— Chouchou, tu te souviens quand tu m’as dit de te prévenir si je tombais sur un besoin qui n’avait même pas encore été formulé ? Eh bien, j’ai trouvé exactement ça, dit Élodie en s’arrêtant sur le pas de la porte du bureau de son mari, le regard plein d’espoir.
— Tu as piqué ma curiosité, ma puce. Raconte-moi ça.
— Tu sais ce qui me manque cruellement dans toutes ces conversations en ligne ? dit-elle en s’asseyant à côté de lui avant d’ajouter à voix basse : Un filtre de gentillesse. Une sorte de « traducteur de lumière » qui transformerait la grossièreté, l’impolitesse et la méchanceté en paroles respectueuses et raisonnables. Pour qu’en lisant les commentaires ou les échanges professionnels, on n’ait pas envie de se cacher sous la couette.
— Mon cœur, quelqu’un t’a blessée ?
— Non, mon amour, pas une personne en particulier. Mais ces derniers mois, en parcourant les réseaux sociaux, les forums ou les chats professionnels, j’ai l’impression qu’on me déverse des seaux de colère, d’irritation et d’agressivité. Les gens ne se retiennent plus. Ils attaquent, se moquent, humilient. Comme si les freins avaient disparu.
Elle marqua une pause, baissant les yeux.
— Parfois, je me demande si c’est moi qui suis trop sensible. Mais d’un autre côté, est-ce normal de s’habituer à la méchanceté comme à un bruit de fond ?
Thomas soupira. Il la voyait chaque jour lire des dizaines de messages, analysant les réactions du public pour son travail d’analyste dans une grande agence.
— Malheureusement, les plus agressifs sont aussi les plus bruyants. Ils ont toujours été minoritaires, mais internet est une couveuse idéale pour eux. L’anonymat leur donne des ailes, la responsabilité s’envole, il ne reste plus que l’émotion brute. Mais tu as raison. Le monde devient toxique. Et ton idée est formidable. Explique-moi comment tu l’imagines.

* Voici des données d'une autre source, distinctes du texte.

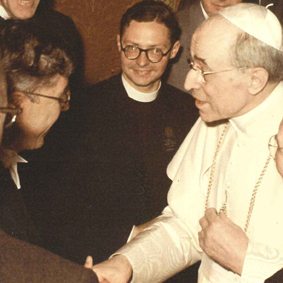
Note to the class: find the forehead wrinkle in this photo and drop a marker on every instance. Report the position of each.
(147, 34)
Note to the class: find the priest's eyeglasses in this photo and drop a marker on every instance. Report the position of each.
(202, 74)
(154, 55)
(64, 99)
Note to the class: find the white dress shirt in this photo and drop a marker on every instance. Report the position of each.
(171, 243)
(10, 160)
(138, 95)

— J’aimerais une application ou une extension. Par exemple, tu lis les commentaires sous une vidéo, et ils sont automatiquement transformés : au lieu de « idiote », ce serait « votre point de vue me semble obscur », au lieu de « tais-toi », « et si on envisageait cela autrement ? » Tu vois le genre ?
— Attends, donc tu proposes de ne pas bloquer, mais de réécrire ?

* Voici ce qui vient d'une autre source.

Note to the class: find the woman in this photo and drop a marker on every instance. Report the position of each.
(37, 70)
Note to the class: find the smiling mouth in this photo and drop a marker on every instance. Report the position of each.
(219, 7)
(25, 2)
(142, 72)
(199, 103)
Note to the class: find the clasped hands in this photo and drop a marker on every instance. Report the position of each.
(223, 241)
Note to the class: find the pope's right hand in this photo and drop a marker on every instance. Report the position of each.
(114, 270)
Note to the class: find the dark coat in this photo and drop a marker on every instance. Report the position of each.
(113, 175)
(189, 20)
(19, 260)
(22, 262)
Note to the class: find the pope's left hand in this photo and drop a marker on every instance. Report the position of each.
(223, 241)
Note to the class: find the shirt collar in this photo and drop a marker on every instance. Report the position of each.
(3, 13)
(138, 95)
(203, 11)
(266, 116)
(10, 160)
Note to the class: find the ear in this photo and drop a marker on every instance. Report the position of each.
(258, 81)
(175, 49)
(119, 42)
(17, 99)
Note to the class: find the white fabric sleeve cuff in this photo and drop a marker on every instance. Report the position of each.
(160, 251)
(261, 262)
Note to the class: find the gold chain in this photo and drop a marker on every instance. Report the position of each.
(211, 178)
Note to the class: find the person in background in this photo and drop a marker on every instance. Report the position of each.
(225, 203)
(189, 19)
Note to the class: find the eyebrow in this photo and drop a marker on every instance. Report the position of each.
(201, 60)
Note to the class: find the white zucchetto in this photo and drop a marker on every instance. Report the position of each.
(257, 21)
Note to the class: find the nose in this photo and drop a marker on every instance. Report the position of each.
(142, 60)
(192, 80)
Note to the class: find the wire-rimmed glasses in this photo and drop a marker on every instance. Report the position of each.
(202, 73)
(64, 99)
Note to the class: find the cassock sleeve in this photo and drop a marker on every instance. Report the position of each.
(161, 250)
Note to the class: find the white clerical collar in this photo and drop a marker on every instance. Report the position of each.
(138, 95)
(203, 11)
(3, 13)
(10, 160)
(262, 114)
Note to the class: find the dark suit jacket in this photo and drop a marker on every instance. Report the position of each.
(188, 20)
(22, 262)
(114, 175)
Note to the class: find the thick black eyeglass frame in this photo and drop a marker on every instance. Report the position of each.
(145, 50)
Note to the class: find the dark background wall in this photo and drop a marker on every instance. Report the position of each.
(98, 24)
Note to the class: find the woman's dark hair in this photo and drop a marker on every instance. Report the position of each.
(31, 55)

— Exactement ! Mais sur la base du volontariat. L’utilisateur active le filtre et choisit où et pour qui il s’applique. Certains sites, peut-être juste les chats professionnels où le dialogue constructif compte.
— Et si ça marchait aussi dans l’autre sens ? Pour adoucir tes propres messages avant de les envoyer ?
— Ce serait parfait ! Parce que nous ne sommes pas toujours des anges non plus. Surtout les jours de stress. Parfois, on a juste envie de tout balancer, puis on relit et on a honte. Là, le filtre interviendrait : « on peut dire ça plus gentiment », « une autre formulation ? ». Il proposerait même des alternatives.
— Comme un psy intérieur avec une fonction d’autocensure, mais sans moralisateur.
— C’est ça ! L’essentiel, c’est que ça fonctionne sans complication. Pas besoin de copier le texte dans d’autres programmes. Tout se fait en direct, sur le même écran. La tranquillité d’esprit est une ressource rare aujourd’hui.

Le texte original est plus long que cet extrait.